You realized he was silent, and looked up at him, the orange of the streetlight casting across on pale skin, a glint on his glasses and in his eyes. Your mouth went dry. He reached across, taking a strand of your hair and putting it behind your ear. Seriously, what movie– he kept his hand in your hair, his thumb lightly stroked the side of your face as he kept looking into your eyes. Your mind went blank, buzzing. You knew that this was too far. You knew that this was wrong. You have only kissed three boys in your entire life, and the one you thought you will marry is waiting at his house for you to text him that you got home safe. 

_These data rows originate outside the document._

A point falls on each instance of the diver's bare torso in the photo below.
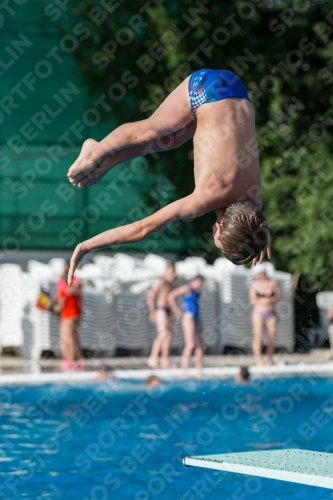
(226, 159)
(226, 162)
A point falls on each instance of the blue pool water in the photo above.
(119, 440)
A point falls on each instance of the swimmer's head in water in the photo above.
(243, 232)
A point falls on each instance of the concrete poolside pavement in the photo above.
(16, 364)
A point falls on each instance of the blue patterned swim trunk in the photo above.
(210, 85)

Then, without a word, he leaned across the center console and kissed you, so softly you barely felt it. You had never done anything like this, never thought you would, and even though you knew it was wrong you closed your eyes and let it happen. When he stopped and looked at you, you said nothing, and so he did it again, harder this time, and without thinking you leaned into it, feeling his hands cup the back of your head and pull your body into his. You’re still not sure who pulled away first. You stumbled out of the car, said something about calling him, and ran upstairs to your apartment. 

Without thought, you texted Brian, “home” 

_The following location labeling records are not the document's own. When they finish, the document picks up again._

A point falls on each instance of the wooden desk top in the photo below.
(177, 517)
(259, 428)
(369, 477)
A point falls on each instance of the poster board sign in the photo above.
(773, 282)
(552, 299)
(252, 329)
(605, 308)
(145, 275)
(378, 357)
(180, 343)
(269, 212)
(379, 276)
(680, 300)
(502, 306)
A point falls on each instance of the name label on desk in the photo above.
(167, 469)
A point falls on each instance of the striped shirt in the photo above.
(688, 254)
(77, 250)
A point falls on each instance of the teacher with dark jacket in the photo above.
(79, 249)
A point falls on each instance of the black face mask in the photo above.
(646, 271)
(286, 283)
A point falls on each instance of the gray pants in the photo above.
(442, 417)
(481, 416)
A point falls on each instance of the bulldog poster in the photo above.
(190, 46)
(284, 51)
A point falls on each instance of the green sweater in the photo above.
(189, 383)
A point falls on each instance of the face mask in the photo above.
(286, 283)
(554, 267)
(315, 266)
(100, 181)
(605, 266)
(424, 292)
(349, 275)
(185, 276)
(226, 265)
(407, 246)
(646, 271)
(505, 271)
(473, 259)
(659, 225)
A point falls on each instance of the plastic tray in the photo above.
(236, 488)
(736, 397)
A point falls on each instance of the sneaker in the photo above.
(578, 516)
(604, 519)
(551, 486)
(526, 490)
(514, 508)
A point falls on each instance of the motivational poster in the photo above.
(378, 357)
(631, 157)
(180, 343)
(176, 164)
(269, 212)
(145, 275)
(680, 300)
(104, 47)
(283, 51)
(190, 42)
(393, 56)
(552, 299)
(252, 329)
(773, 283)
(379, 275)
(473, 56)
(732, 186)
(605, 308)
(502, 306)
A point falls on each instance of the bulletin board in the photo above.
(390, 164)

He texted back immediately, “You okay?”

You breathed hard, felt your throat constrict before typing. “Yeah, some folks from the office joined us. Lots of fun lol and found a new mediterrean place to try. Gonna knock out.”

You held your breath waiting for his response. Would he buy it? Would he follow up? What if someone had seen you? 

“haha ok glad it was fun. love you.”

You heaved a heavy sigh as you typed back, “love you too.”

You felt your way to the bathroom in the dark, flipped on the light, and looked in the mirror. Your face felt like it was broken into parts– swollen lips, lined eyes, messy hair. You tried to take it all in as it swirled all together. You blinked hard, then said aloud, “I cheated. I cheated on Brian. I’m a cheater.”

You looked at the image in the mirror. Who was this girl? Who had you become?

You stared harder. You thought you would cry, thought you would feel a wave a guilt overcome you when you said the words. You thought you’d burn up into a million pieces right there.

But you felt nothing. You knew you would not get caught, and knew you would be able to go on without anyone knowing. You kept looking into your own eyes, trying to find something more than, “He doesn’t know and he never will.”

But nothing was there.

You flipped off the light and stumbled into your bed into a night of dreamless sleep.